Assessing betting skill: Bayesian vs. Frequentist methods

At the most basic level, making money from betting requires two things. Skill and luck. Whilst many bettors fail to acknowledge the influence of the latter, measuring the former is also often overlooked. This article shows why it is important to understand the different methods of assessing betting skill and how results can differ depending on your approach.

Bayes’ Theorem can be used by sports bettors to make better predictions. We can also use it to help us determine what the likelihood of us actually being any good at making those predictions and finding positive expected value. I’ve previously investigated how to evaluate the quality of a betting history using a frequentist approach (t-test). This article will compare and contrast the two methods.

Degrees of belief

In probability theory Bayes’ Theorem describes the chances of an event happening conditional on another event occurring also. For example, suppose I believe that I have a 50% probability of being a skilled bettor capable of finding value. If I win my next bet, how will this influence my belief in this proposition? In other words, how does the evidence of winning a bet change the probability of me being a skilled bettor?
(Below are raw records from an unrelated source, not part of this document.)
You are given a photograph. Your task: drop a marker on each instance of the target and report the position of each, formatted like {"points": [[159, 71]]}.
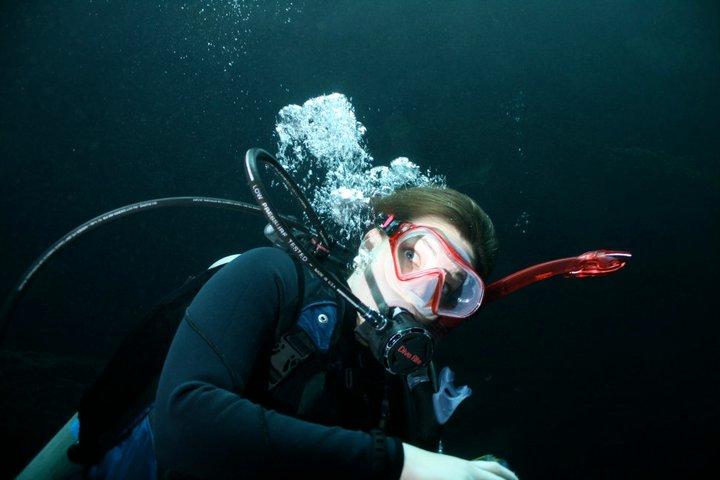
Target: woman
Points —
{"points": [[226, 408]]}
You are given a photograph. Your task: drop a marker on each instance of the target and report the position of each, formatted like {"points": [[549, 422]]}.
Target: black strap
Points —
{"points": [[294, 346]]}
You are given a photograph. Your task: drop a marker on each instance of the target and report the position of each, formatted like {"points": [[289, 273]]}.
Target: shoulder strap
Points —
{"points": [[292, 345]]}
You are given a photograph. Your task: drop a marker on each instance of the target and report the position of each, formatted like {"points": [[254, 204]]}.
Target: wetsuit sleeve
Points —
{"points": [[203, 425]]}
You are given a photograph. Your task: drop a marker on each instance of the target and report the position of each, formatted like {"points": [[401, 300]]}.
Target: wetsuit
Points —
{"points": [[214, 416]]}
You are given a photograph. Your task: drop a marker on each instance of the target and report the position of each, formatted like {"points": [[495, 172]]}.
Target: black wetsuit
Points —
{"points": [[214, 417]]}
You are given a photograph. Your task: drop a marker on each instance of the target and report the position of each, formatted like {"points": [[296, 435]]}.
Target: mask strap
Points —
{"points": [[375, 291]]}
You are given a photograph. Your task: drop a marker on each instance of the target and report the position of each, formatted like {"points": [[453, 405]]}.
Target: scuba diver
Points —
{"points": [[283, 365]]}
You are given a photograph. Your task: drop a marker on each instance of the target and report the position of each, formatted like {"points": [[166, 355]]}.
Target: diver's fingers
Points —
{"points": [[495, 468], [480, 474]]}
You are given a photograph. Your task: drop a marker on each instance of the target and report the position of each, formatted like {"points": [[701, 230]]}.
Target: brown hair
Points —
{"points": [[456, 208]]}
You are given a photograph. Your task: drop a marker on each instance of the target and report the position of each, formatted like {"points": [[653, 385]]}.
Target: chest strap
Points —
{"points": [[292, 348]]}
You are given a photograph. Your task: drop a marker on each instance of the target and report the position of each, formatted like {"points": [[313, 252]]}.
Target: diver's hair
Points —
{"points": [[456, 208]]}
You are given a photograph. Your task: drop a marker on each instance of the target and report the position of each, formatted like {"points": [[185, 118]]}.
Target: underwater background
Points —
{"points": [[576, 125]]}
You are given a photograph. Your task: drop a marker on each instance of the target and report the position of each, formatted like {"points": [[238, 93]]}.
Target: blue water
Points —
{"points": [[576, 125]]}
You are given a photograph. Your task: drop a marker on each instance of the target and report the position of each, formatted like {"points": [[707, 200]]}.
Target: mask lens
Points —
{"points": [[420, 250]]}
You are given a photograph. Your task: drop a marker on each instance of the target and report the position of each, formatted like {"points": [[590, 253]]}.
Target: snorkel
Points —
{"points": [[397, 340]]}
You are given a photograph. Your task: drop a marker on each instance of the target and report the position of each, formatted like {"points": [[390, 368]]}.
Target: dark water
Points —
{"points": [[577, 125]]}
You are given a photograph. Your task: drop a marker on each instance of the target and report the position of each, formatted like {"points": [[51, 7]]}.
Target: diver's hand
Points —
{"points": [[424, 465]]}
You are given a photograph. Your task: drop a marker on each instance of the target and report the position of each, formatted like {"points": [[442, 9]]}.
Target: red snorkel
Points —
{"points": [[589, 264]]}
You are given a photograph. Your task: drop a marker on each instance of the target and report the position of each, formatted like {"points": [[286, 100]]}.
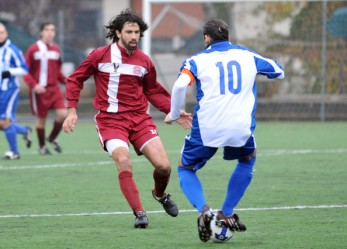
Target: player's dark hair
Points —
{"points": [[44, 24], [118, 22], [217, 29]]}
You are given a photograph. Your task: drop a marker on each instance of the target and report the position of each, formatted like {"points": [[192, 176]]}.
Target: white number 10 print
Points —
{"points": [[233, 69]]}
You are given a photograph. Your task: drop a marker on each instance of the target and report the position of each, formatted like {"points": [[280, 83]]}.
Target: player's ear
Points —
{"points": [[118, 33]]}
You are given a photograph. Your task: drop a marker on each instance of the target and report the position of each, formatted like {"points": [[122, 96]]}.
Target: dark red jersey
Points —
{"points": [[123, 82], [44, 62]]}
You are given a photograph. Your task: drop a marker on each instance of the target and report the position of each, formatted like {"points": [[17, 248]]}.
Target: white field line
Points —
{"points": [[161, 211], [262, 153]]}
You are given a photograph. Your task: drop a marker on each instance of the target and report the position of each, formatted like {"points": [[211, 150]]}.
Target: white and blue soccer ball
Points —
{"points": [[220, 234]]}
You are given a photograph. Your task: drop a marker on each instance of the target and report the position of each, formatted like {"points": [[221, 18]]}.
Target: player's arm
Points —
{"points": [[29, 59], [271, 68], [156, 94], [19, 68], [75, 82], [177, 101], [71, 120], [74, 85], [61, 76]]}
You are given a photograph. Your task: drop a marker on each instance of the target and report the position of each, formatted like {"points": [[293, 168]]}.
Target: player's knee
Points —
{"points": [[163, 167], [250, 158], [123, 163]]}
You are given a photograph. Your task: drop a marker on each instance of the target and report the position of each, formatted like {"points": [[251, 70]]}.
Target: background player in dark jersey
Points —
{"points": [[44, 61], [126, 80], [12, 65]]}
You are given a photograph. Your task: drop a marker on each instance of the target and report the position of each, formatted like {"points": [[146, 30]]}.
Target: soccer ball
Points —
{"points": [[220, 234]]}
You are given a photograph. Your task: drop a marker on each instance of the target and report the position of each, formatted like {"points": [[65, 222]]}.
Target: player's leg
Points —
{"points": [[58, 104], [26, 131], [154, 151], [11, 137], [194, 157], [41, 135], [8, 101], [238, 182], [119, 151], [57, 127], [40, 108], [146, 141], [113, 132]]}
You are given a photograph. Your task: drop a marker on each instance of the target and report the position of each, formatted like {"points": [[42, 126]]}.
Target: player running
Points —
{"points": [[125, 80], [44, 61], [12, 65], [224, 118]]}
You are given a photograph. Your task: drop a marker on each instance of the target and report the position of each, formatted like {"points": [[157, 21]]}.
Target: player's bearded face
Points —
{"points": [[130, 36]]}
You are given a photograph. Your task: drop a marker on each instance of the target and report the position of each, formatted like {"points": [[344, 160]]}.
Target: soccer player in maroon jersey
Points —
{"points": [[125, 80], [44, 61]]}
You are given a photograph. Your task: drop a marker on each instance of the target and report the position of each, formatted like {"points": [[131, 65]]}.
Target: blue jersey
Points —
{"points": [[226, 92], [12, 60]]}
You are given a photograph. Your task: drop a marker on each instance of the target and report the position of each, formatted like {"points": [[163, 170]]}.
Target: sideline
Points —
{"points": [[162, 211], [262, 153]]}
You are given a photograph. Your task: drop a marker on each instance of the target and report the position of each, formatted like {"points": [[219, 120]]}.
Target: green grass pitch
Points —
{"points": [[297, 198]]}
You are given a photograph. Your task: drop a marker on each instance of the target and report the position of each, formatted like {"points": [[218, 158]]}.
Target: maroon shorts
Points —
{"points": [[136, 128], [53, 98]]}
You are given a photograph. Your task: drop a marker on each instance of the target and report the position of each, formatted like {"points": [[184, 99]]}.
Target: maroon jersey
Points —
{"points": [[123, 82], [44, 62]]}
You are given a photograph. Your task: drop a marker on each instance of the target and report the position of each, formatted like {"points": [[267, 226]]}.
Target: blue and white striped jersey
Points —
{"points": [[12, 60], [225, 77]]}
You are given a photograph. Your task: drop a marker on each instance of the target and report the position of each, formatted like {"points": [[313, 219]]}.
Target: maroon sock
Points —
{"points": [[41, 136], [57, 126], [160, 183], [130, 191]]}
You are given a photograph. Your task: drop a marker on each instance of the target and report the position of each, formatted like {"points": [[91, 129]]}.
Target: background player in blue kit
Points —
{"points": [[223, 118], [12, 65]]}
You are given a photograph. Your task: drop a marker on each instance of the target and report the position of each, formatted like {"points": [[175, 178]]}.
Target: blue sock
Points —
{"points": [[20, 129], [192, 188], [238, 183], [11, 136]]}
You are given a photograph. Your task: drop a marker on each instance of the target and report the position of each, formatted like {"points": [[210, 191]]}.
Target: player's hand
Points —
{"points": [[185, 120], [70, 121], [39, 89]]}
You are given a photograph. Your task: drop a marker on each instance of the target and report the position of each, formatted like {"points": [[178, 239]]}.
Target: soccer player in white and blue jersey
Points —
{"points": [[224, 117], [12, 65]]}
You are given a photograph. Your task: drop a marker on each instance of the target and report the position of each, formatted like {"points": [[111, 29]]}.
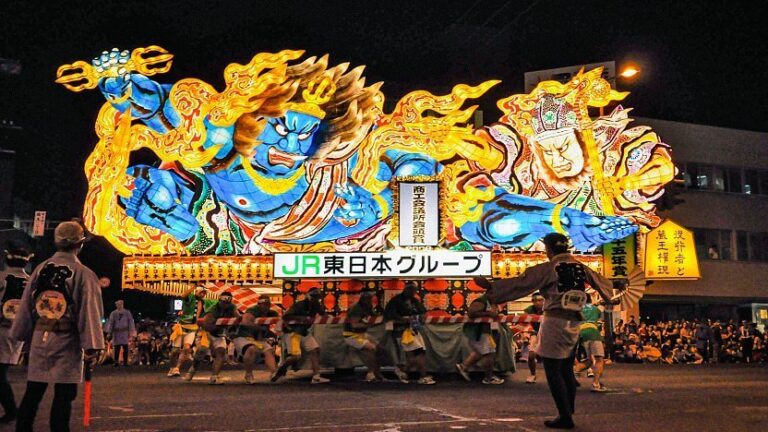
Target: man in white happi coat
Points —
{"points": [[59, 319]]}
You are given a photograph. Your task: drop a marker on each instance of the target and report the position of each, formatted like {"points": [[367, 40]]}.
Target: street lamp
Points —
{"points": [[629, 72]]}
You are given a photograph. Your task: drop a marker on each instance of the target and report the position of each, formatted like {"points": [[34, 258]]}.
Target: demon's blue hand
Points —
{"points": [[587, 231], [160, 200], [360, 205]]}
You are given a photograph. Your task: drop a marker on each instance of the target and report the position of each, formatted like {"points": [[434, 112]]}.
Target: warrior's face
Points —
{"points": [[285, 143], [561, 153]]}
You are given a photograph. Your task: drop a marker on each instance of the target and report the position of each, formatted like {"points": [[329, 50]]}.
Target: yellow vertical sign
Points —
{"points": [[670, 253], [619, 257]]}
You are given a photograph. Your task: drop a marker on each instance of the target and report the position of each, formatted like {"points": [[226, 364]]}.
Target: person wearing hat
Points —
{"points": [[536, 308], [252, 339], [298, 342], [562, 281], [59, 319], [216, 335], [12, 281], [120, 329], [184, 331], [359, 318], [406, 312]]}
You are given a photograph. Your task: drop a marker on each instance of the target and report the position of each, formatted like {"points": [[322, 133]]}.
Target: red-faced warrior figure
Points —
{"points": [[59, 319]]}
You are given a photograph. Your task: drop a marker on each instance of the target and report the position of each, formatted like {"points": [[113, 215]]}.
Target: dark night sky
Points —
{"points": [[702, 61]]}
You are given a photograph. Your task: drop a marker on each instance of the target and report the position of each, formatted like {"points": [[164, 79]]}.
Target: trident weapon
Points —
{"points": [[81, 75]]}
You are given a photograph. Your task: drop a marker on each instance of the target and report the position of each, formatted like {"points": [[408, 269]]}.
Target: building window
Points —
{"points": [[751, 185], [724, 179], [717, 182], [733, 182], [703, 177], [713, 244], [763, 182], [742, 246], [758, 244]]}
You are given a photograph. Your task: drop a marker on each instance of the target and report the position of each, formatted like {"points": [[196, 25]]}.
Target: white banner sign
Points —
{"points": [[400, 264], [38, 227], [419, 214]]}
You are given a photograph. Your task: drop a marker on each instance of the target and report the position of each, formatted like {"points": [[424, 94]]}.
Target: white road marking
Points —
{"points": [[358, 425], [154, 416], [347, 409], [123, 409]]}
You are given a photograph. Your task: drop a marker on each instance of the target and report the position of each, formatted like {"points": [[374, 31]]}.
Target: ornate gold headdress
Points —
{"points": [[318, 92]]}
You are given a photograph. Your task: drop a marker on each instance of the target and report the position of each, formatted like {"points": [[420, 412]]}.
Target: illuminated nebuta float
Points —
{"points": [[295, 171]]}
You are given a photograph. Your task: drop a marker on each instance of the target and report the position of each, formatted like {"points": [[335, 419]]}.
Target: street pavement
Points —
{"points": [[642, 398]]}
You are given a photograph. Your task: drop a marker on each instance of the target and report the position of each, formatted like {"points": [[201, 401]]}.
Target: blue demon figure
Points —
{"points": [[282, 175]]}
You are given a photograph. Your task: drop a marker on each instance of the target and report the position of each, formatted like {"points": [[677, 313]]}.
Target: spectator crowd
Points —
{"points": [[688, 342], [671, 342]]}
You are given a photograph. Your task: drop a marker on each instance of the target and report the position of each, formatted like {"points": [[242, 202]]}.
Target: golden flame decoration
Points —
{"points": [[442, 137]]}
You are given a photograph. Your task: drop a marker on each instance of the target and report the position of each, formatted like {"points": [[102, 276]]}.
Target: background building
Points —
{"points": [[726, 206]]}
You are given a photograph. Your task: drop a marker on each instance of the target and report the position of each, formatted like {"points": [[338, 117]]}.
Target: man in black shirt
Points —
{"points": [[481, 341], [252, 339], [406, 312], [359, 318], [217, 335], [297, 340]]}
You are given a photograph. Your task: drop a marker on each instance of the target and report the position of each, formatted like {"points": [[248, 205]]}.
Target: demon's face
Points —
{"points": [[285, 143], [561, 153]]}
Bayes’ Theorem interprets probability as a ‘degree of belief’ in a proposition or hypothesis, and formalises mathematically the relationship between the prior degree of belief before the evidence is known (the prior probability) and the degree of belief after accounting for the evidence (the posterior probability). It is written as follows:

{equation} – P(A|B)= P(A)*P(B|A)/P(B)

In our example here:

P(A) = the prior probability that I am a skilled bettor

P(B) = the prior probability of winning my bet

P(B|A) = the probability I win my bet conditional on me being a skilled bettor.

P(A|B) = the probability I am a skilled bettor conditional on me winning my bet.

Let’s try an example. Let’s assume that the definition of a skilled bettor is someone who can consistently achieve a return on investment of 110%. For even-money wagers that would imply 55 winners out of every 100. Hence, P(B|A), the probability I win my bet conditional on me being a skilled bettor, is 55%.

For an unskilled bettor, the probability of winning a fair even-money wager, P(B), will be 50%. However, let’s assume I hold a prior belief that I have a 50-50 chance of being skilled {P(A) = 50%}, and P(B) for such a bettor is 52.5% (half way between 50% and 55%).

The best handicappers in the business are typically capable of about 57% win rates. After the bookmaker’s margin, that translates into about a 110% return on investment.

Should I win my bet, imputing these numbers into Bayes’ Theorem yields a posterior probability – P(A|B) – of 52.38%. Winning my bet leads me to believe there is a greater probability than before that I am skilled.

Bayes’ Theorem can be applied iteratively. Having won my first bet and updated my probability of being a skilled bettor, I now place another bet. The posterior probability calculated in the first step becomes the new prior probability.

The new posterior probability of me being a skilled bettor will now be conditional on me winning (or losing) my next bet. If I win, the probability of me being skilled will increase again; if I lose, it will decrease. In this example, should I win my second bet, the probability that I am a skilled bettor increases to 54.75%.

This process can be repeated indefinitely with each updated conditional probability falling somewhere between 0% and 100%. I have run this iteration 1,000 times, i.e. 1,000 wagers, and the chart below shows the betting history achieved (blue line) alongside the Bayesian probabilities of me being a skilled bettor after each wager (red line).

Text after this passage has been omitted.